Художник подлетел и схватил Катю в охапку. Она не сопротивлялась. Он стал осыпать ее лицо жгучими, страстными поцелуями. А она плакала все больше и больше. Дождь превратился в град. Его сердце разрывалось о жалости к ней. И от любви. Страсть с новой силой зажгла их души. Алексей распахнул халат и стал осыпать поцелуями ее плечи, грудь, живот…Сорвал с нее розовые в цветочек трусики. Он так соскучился по ее телу. Она затрепетала. Румянец снова проступил на ее щеках. Он торопливо расстегнул ширинку и подсел под нее…
Потом они перешли в зал.
Это был безумный секс! Они наслаждались друг другом, растворяясь без остатка в партнере. Неистовое сплетение рук, ног, безумные ласки. Любовные крики, вздохи…

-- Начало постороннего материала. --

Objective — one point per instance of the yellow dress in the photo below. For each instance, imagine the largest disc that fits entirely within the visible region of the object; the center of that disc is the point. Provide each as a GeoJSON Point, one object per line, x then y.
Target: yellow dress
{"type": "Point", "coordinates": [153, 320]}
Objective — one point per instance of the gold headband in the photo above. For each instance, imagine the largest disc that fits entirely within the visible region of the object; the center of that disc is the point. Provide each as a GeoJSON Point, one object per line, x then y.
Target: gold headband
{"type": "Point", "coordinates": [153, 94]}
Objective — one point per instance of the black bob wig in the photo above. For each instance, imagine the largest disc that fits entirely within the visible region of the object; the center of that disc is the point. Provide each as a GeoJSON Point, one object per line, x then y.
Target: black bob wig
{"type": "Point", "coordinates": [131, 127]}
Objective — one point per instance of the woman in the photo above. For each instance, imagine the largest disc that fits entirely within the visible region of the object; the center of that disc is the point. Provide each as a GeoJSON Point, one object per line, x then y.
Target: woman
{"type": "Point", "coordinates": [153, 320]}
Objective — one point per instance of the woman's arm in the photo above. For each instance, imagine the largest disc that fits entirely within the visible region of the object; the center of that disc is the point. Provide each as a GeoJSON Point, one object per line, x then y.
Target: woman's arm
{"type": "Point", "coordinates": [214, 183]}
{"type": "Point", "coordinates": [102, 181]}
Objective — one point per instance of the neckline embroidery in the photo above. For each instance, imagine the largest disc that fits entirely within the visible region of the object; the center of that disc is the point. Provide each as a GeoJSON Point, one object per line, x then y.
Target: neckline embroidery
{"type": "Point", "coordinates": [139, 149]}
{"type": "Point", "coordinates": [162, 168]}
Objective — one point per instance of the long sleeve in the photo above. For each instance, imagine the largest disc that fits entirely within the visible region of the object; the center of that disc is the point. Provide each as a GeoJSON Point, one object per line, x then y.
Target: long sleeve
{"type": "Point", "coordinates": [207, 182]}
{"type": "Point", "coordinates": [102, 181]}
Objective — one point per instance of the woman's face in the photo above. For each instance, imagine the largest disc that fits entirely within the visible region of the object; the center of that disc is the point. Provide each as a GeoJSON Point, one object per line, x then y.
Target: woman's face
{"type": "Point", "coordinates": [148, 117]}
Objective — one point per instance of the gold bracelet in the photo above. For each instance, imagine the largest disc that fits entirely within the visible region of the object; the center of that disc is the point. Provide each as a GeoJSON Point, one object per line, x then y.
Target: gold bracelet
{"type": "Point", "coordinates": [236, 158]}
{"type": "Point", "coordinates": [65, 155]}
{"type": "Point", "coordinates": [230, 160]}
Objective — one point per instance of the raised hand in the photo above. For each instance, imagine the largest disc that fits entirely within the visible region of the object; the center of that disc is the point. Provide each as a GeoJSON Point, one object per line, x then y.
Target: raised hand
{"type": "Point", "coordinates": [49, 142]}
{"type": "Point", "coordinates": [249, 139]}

Отрезвил их дверной звонок. Они абсолютно голые застыли на диване. Рудаков не вышел из нее.
– Это Антон, – сказала она. – Не будем открывать дверь.
– Конечно, нет, он нам не нужен. Тем более, я еще не насладился тобой, котенок.
Он снова начал «простые движенья» под аккомпанемент звонка.
… Они лежали расслабленные и пьяные от счастья. Рудаков забыл все на свете. И ему в данный момент ничего не надо было, кроме Кати.
– Я думал: «все!», когда уходил. Я не мог поверить, что потерял тебя навсегда.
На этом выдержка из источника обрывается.